Brooks describes his own coming to the realization of faith while hiking up to American Lake, which is a high mountain lake near Aspen, Colorado. While sitting on a rock overlooking the lake he pulled out a book of prayers he had taken with him, one of which is titled, “The Valley of Vision.” He reads the first line, “Lord, high and holy, meek and lowly” and observes the mountain peaks as well as the small animals nearby. As he reads on, “Where I live in the depths but see Thee in the heights,” he realizes what he calls the “whole inverse logic of faith. The broken heart is the healed heart. The contrite spirit is the rejoicing spirit.” 

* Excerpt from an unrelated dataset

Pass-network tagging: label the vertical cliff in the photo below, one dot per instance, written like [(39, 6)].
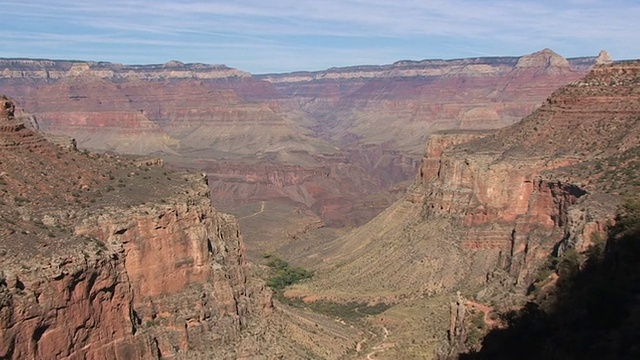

He then describes the “sensation of things clicking into place … a sensation of deep harmony and membership. … Life is not just a random collection of molecules that happen to have come together in space. Our lives play out within a certain moral order.” Brooks denies this experience as some kind of religious conversion, but “more like a deeper understanding … seeing the presence of the sacred in the realities of the everyday.” While in his valley of personal struggle and seeking meaning, he described some who tried to convert him as some “sort of win for their team” as not at all helpful but a kind of “destructive force.” He advises those who seek to help someone in the “middle of any sort of intellectual or spiritual journey: Don’t try to lead or influence. Let them be led by that which is summoning them.” 

Following his hike to American Lake, Brooks says he realized that he was a religious person. As he explains, “To be religious, as I understand it, is to perceive reality through a sacred lens, to feel that there are spiritual realities in physical, imminent things.” He quotes writer and Trappist monk Thomas Merton: “Trying to see God is like trying to see your own eyeballs.” Brooks then explains that God is “what you see and feel with and through.”

Brooks’ book about seeking the second mountain is very candid and self-disclosing. For some reviewers it is too much, but I have learned from his transparency and willingness to share his journey.  Each of our journeys toward meaning takes its own path. It is important not expect another person to have the same experience as one’s own, but to respect, learn, and rejoice in the variety of ways we find meaning in our lives.